他小时候说她像只猫,她笑着说哪有那么大的猫。

林屿等了一会儿,推开门走出去倒水。

客厅只开了一盏落地灯。

光线是那种带点橘色的暖黄,把沙发区域圈在光晕里,其他地方都是半暗的。

母亲坐在沙发上,手机搁在茶几上,屏幕朝下。

她靠着沙发背,双腿蜷起来缩在靠垫旁边,是一种放松的、不设防的姿势。

膝盖曲着,脚踝交叉,光着脚。

脚趾甲涂了一层透明的指甲油,她只有心情好的时候才会涂。

脚背的皮肤很白,有几条很浅的青色血管在皮肤下面隐约可见。

她的脚踝很细,是那种骨架小的女人特有的细,踝骨突出,外侧的肌腱在放松的时候微微鼓起。

她身上穿的还是那件蓝色的丝质家居服。

V领歪到一边,露出左边锁骨和大半片肩膀。

灯光打在锁骨下方的皮肤上,那颗浅褐色的小痣在左边锁骨往下两指的位置。

灯光下颜色比白天浅了一些,但位置没变。

永远是左边,永远是往下两指。

他小时候数过。

从左锁骨的正中间往下摸,第一指,皮肤。

第二指,痣。

每次都是。

分毫不差。

锁骨往下是胸口的曲线。

丝质面料贴着皮肤滑下去,毫无阻碍地勾勒出胸前隆起的弧度,在锁骨下方先是微微鼓起,然后往中间汇拢,形成一道柔和的阴影。

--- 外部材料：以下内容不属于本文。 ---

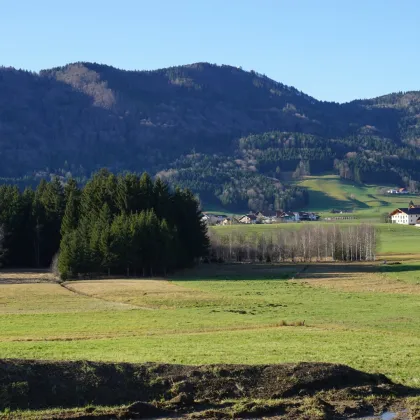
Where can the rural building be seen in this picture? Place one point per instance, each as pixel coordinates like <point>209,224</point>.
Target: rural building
<point>213,219</point>
<point>248,219</point>
<point>405,216</point>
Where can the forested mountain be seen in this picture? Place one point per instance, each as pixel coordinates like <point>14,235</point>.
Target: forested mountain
<point>233,137</point>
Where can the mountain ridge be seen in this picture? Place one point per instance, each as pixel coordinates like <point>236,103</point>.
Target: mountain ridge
<point>198,124</point>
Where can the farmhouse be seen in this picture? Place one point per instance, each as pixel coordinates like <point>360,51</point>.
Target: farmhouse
<point>248,219</point>
<point>405,216</point>
<point>214,219</point>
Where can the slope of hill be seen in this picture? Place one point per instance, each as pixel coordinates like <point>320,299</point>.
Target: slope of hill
<point>327,192</point>
<point>234,137</point>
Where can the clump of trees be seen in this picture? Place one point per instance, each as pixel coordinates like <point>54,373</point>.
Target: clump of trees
<point>305,244</point>
<point>116,224</point>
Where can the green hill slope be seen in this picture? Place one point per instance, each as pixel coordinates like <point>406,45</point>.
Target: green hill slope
<point>331,192</point>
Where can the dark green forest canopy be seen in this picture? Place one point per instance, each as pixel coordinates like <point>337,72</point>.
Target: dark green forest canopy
<point>234,137</point>
<point>115,224</point>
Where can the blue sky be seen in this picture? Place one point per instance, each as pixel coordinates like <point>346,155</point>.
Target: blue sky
<point>333,50</point>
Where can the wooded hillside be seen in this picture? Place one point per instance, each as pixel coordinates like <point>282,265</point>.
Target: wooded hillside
<point>234,137</point>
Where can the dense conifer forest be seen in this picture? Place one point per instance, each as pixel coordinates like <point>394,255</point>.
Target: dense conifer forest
<point>124,224</point>
<point>235,138</point>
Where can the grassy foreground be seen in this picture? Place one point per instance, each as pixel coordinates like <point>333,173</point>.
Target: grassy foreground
<point>359,315</point>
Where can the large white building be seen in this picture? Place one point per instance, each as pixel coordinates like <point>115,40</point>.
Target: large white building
<point>406,216</point>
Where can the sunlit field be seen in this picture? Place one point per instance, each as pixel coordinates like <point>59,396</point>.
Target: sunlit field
<point>363,315</point>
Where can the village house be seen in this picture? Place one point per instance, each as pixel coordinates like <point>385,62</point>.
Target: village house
<point>229,221</point>
<point>267,216</point>
<point>406,216</point>
<point>213,219</point>
<point>248,219</point>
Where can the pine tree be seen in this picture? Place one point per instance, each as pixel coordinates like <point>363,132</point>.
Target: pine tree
<point>72,213</point>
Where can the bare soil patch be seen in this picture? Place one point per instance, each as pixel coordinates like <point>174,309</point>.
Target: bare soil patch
<point>298,391</point>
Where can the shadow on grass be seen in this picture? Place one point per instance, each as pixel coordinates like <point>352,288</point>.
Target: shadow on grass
<point>287,271</point>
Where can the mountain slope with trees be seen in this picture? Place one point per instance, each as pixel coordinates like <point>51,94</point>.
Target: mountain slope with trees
<point>234,137</point>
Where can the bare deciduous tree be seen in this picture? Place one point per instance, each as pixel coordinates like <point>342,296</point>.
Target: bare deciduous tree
<point>340,243</point>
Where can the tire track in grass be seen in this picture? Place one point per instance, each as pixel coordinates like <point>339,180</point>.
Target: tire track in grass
<point>122,304</point>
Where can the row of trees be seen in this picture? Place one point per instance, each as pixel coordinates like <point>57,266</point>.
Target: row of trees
<point>305,244</point>
<point>115,224</point>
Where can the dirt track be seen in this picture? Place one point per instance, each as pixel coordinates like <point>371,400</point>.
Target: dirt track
<point>295,391</point>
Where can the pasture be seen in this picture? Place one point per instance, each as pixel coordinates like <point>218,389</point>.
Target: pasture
<point>363,315</point>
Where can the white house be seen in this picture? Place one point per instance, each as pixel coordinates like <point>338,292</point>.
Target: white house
<point>213,219</point>
<point>405,216</point>
<point>248,219</point>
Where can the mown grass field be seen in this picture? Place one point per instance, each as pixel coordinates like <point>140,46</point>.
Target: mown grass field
<point>363,315</point>
<point>367,202</point>
<point>330,191</point>
<point>392,239</point>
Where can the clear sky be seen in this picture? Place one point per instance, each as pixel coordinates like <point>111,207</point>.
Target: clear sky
<point>331,49</point>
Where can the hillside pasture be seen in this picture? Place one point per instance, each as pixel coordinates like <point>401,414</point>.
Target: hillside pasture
<point>328,192</point>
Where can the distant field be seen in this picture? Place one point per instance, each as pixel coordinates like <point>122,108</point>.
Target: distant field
<point>330,191</point>
<point>392,239</point>
<point>363,315</point>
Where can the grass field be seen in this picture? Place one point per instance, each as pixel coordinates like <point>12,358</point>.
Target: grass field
<point>327,192</point>
<point>330,191</point>
<point>363,315</point>
<point>392,240</point>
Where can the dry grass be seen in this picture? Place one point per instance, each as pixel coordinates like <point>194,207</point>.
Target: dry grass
<point>145,294</point>
<point>25,276</point>
<point>46,298</point>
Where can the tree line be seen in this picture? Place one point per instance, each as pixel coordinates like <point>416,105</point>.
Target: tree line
<point>115,224</point>
<point>305,244</point>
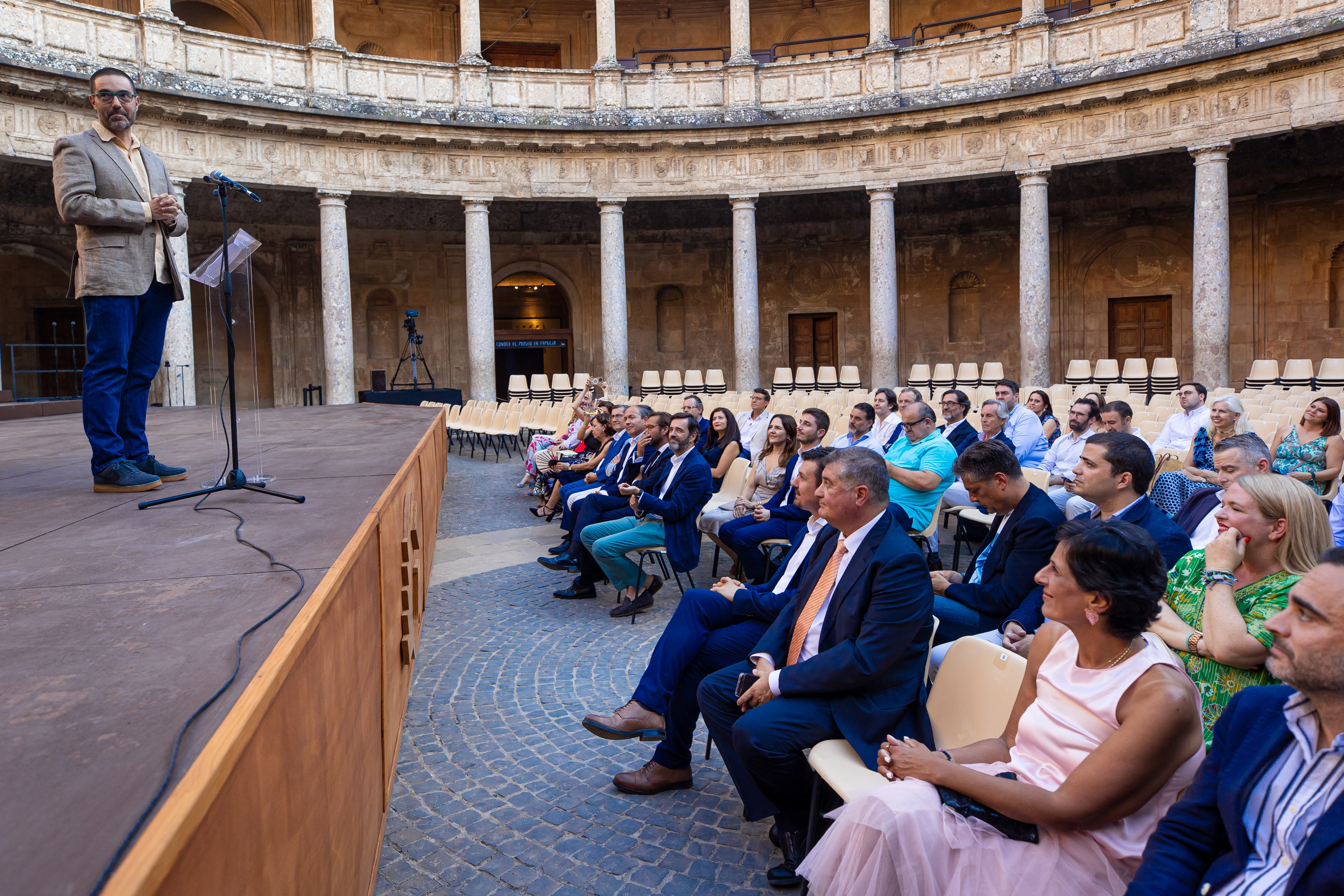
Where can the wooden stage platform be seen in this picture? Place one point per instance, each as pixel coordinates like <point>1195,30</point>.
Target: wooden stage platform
<point>116,624</point>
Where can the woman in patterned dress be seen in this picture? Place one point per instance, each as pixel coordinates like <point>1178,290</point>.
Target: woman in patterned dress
<point>1311,451</point>
<point>1272,530</point>
<point>1171,491</point>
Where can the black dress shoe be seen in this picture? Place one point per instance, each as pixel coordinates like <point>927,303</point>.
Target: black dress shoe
<point>794,846</point>
<point>561,563</point>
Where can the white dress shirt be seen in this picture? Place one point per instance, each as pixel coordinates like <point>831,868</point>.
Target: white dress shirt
<point>814,639</point>
<point>1065,453</point>
<point>815,526</point>
<point>1179,430</point>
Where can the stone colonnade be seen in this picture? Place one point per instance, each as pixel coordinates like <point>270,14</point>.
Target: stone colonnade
<point>1210,289</point>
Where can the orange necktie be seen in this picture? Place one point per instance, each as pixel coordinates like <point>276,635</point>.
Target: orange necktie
<point>810,610</point>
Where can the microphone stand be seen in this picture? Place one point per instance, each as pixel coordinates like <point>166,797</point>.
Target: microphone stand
<point>236,480</point>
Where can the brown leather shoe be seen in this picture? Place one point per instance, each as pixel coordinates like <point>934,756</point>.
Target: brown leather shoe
<point>631,721</point>
<point>653,778</point>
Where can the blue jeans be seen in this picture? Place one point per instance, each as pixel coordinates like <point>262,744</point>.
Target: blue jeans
<point>126,346</point>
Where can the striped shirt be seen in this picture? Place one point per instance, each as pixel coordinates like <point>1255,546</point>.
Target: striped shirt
<point>1287,803</point>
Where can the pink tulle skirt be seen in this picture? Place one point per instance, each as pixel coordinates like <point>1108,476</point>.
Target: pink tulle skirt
<point>900,840</point>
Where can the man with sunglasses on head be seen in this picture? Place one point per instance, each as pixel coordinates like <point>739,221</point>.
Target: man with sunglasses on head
<point>120,199</point>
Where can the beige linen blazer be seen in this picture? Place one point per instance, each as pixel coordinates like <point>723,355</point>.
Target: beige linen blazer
<point>99,194</point>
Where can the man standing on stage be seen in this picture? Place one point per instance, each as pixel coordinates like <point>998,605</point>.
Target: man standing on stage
<point>120,199</point>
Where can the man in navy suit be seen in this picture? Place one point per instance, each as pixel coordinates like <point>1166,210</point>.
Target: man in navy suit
<point>843,660</point>
<point>1264,817</point>
<point>1021,541</point>
<point>666,503</point>
<point>712,629</point>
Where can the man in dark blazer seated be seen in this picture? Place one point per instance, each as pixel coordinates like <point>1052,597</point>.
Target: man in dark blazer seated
<point>843,660</point>
<point>666,502</point>
<point>1021,541</point>
<point>712,628</point>
<point>1265,816</point>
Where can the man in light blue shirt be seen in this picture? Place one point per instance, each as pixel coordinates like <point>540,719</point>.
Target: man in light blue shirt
<point>1022,428</point>
<point>920,465</point>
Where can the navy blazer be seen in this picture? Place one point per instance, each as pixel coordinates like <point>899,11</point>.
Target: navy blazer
<point>679,508</point>
<point>1022,549</point>
<point>1171,541</point>
<point>1202,843</point>
<point>874,639</point>
<point>760,601</point>
<point>782,506</point>
<point>963,436</point>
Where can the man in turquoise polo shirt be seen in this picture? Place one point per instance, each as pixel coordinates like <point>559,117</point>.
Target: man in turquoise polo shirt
<point>920,465</point>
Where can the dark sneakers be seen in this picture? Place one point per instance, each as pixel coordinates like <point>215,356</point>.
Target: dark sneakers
<point>123,476</point>
<point>150,467</point>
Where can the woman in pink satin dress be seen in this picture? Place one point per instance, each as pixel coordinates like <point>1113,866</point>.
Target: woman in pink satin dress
<point>1104,737</point>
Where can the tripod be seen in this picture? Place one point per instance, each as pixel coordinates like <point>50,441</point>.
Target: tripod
<point>236,480</point>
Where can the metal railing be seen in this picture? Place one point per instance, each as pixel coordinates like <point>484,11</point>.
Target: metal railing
<point>50,375</point>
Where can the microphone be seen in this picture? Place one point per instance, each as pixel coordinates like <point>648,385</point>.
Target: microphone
<point>218,178</point>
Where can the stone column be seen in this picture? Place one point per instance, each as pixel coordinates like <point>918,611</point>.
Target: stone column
<point>607,35</point>
<point>480,299</point>
<point>882,287</point>
<point>471,12</point>
<point>179,346</point>
<point>616,356</point>
<point>747,304</point>
<point>338,339</point>
<point>740,33</point>
<point>880,25</point>
<point>325,29</point>
<point>1212,268</point>
<point>1034,279</point>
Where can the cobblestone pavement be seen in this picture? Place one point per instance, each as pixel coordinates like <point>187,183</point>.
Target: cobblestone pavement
<point>499,789</point>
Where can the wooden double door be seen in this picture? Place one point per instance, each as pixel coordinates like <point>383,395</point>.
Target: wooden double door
<point>812,342</point>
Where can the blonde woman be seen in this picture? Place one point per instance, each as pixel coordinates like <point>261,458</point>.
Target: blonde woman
<point>1271,530</point>
<point>1171,491</point>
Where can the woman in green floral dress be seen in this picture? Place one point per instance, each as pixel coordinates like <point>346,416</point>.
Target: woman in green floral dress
<point>1272,530</point>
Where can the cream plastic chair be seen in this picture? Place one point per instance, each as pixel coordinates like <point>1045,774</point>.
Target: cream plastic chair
<point>971,700</point>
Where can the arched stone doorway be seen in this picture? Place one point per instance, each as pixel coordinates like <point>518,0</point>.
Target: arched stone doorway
<point>533,328</point>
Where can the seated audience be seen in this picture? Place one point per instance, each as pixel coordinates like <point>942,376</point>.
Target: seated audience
<point>1272,531</point>
<point>1233,459</point>
<point>861,430</point>
<point>920,467</point>
<point>845,659</point>
<point>753,425</point>
<point>712,629</point>
<point>1181,428</point>
<point>1311,451</point>
<point>780,518</point>
<point>722,444</point>
<point>1103,738</point>
<point>1118,417</point>
<point>1021,541</point>
<point>1022,428</point>
<point>956,428</point>
<point>1264,816</point>
<point>769,475</point>
<point>1040,405</point>
<point>665,507</point>
<point>1226,417</point>
<point>1112,476</point>
<point>1064,455</point>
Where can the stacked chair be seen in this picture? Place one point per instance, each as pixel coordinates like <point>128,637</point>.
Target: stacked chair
<point>1166,377</point>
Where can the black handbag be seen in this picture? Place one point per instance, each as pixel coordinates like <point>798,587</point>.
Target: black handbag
<point>968,808</point>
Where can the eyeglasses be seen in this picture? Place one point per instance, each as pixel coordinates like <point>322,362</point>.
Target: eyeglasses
<point>106,97</point>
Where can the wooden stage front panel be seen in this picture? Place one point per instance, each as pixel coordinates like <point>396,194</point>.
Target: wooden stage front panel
<point>116,624</point>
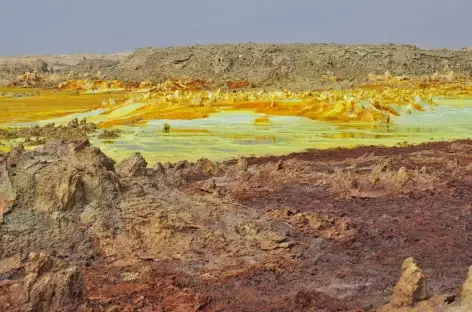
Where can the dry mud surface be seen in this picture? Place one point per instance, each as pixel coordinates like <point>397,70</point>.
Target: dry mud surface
<point>314,231</point>
<point>292,66</point>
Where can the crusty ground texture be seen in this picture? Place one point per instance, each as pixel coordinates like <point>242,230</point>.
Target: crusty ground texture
<point>291,66</point>
<point>313,231</point>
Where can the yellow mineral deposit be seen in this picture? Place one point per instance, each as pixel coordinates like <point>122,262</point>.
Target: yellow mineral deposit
<point>378,100</point>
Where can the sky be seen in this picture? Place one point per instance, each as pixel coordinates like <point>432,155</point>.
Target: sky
<point>105,26</point>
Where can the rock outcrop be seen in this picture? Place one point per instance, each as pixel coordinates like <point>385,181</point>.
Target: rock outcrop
<point>41,283</point>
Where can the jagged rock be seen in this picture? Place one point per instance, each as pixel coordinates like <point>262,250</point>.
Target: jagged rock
<point>210,187</point>
<point>181,165</point>
<point>48,285</point>
<point>133,166</point>
<point>159,169</point>
<point>466,294</point>
<point>206,165</point>
<point>411,287</point>
<point>41,66</point>
<point>279,165</point>
<point>242,164</point>
<point>74,123</point>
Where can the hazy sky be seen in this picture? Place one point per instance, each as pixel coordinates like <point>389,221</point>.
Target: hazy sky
<point>65,26</point>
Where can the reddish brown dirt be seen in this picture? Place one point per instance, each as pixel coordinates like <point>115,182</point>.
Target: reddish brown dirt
<point>314,231</point>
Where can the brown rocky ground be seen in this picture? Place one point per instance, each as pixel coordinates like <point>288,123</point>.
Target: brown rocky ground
<point>313,231</point>
<point>292,66</point>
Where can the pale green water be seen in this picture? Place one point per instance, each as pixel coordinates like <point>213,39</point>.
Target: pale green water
<point>231,134</point>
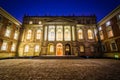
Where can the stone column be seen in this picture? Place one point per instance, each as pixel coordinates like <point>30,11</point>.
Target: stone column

家居服的领口已经歪到了极限,再往下偏一点就会露出更多,但她没有拉。

她整个人的状态是松的,从肩膀到腰到蜷在沙发上的腿,每一块肌肉都卸掉了力气。

她的胸部在放松状态下微微往两侧散开,在丝质面料下形成一个比平时更柔和、更宽展的轮廓。

她的眼神有点空,看着茶几上的某个地方。

不是手机,是手机旁边的那个位置。

那个位置原来放过第一张房卡。

他不知道她在看什么。

也许什么都没看,只是打完电话后整个人放松下来的空白。

也许是在想刚才那个笑,那个他从门缝里听到的不到一秒的笑。

也许在想周四,老时间,那个男人。

她看见他出来,把腿从沙发上放下来。

脚踩在地板上。

从一个人的姿势换成另一个人的姿势。

从刚才电话那头那个笑出声的女人,换成沙发上的母亲。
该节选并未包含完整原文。